St. Dominic Savio was perhaps my favorite. At age 5, Dominic would arise at the crack of dawn and walk to the church to serve at Mass. If the doors were not yet unlocked, he would kneel on the bare ground until the priest opened the doors. He was studying for the priesthood when, at age 14, he died of pleurisy. Probably from all of that kneeling outdoors in the cold, but hey, who am I to judge?

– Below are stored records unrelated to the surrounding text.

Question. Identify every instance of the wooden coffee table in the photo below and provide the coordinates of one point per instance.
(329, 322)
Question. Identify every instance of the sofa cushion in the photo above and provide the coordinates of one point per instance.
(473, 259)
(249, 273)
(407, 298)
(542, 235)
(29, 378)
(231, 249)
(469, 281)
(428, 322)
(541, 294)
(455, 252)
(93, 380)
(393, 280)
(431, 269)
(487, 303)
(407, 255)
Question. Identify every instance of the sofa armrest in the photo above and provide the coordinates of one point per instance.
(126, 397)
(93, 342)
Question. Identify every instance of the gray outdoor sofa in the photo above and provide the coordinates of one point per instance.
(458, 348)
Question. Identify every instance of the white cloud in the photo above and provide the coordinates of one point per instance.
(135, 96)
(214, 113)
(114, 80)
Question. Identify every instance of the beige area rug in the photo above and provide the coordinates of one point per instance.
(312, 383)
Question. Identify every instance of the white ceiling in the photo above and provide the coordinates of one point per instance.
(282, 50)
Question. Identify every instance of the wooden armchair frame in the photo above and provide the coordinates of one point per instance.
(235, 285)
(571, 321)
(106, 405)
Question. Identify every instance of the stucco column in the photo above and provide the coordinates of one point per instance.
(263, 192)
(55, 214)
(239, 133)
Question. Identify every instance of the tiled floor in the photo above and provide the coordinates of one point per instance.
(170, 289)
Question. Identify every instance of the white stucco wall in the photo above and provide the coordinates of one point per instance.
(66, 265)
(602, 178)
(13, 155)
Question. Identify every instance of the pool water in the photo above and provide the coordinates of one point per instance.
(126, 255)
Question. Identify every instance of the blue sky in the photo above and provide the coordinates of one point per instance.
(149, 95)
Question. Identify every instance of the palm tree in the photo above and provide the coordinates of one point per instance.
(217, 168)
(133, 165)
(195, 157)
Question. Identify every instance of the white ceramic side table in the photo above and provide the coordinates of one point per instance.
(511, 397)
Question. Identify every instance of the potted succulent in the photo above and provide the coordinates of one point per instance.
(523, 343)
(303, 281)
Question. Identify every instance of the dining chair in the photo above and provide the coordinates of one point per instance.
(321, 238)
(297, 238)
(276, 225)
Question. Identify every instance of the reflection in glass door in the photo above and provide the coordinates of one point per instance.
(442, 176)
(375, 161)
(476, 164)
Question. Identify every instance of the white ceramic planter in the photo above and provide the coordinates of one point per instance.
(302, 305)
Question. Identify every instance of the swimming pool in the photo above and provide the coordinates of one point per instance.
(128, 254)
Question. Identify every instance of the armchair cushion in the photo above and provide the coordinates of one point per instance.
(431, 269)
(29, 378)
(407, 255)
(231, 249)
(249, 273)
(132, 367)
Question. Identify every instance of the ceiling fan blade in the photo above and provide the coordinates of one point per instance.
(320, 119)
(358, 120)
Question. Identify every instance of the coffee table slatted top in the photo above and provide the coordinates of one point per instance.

Then there was St. Maria Goretto, who at age 15 was stabbed 14 times after refusing to allow a man to have his way with her. It seems many of the best saints were Italian now that I think about it. A few good holy representatives from France too. Young St. Joan of Arc, and of course St. Therese of Lisieux, the little Rose.

I loved hearing about them all.

But the saint I read about yesterday before Mass started was St. Giuseppe Moscati, a relatively contemporary saint who died in 1927. Giuseppe earned his degree in Medicine from the University of Naples, and then was awarded a post at the Hospital of the Incurables.

Yes, you read that correctly. I said the Hospital of the Incurables.

Can you just imagine going to the doctor for a sore throat. The doctor — perhaps even Dr. Giuseppe Moscati — tells you to say ahhhh, looks at your tonsils, says “tsk, tsk, tsk,” and tells you he’s going to send you to the Hospital of the Incurables.

“Whaaaaaat? you say. “Please, can’t I just go to Our Lady of Perpetual Help Medical Center?”

I think the Hospital of the Incurables needed a different marketing director.

And just to clear up a common misunderstanding about Catholics, let me make it perfectly clear. We DO NOT WORSHIP SAINTS. We merely ask them to pray for us. Just like I ask my siblings and/or friends to pray for me or my family in times of need. I can’t tell you how often I ask my mother to pray for me, though last I heard, she wasn’t being considered for sainthood yet.

And just say no to a stint at the Hospital of the Incurables.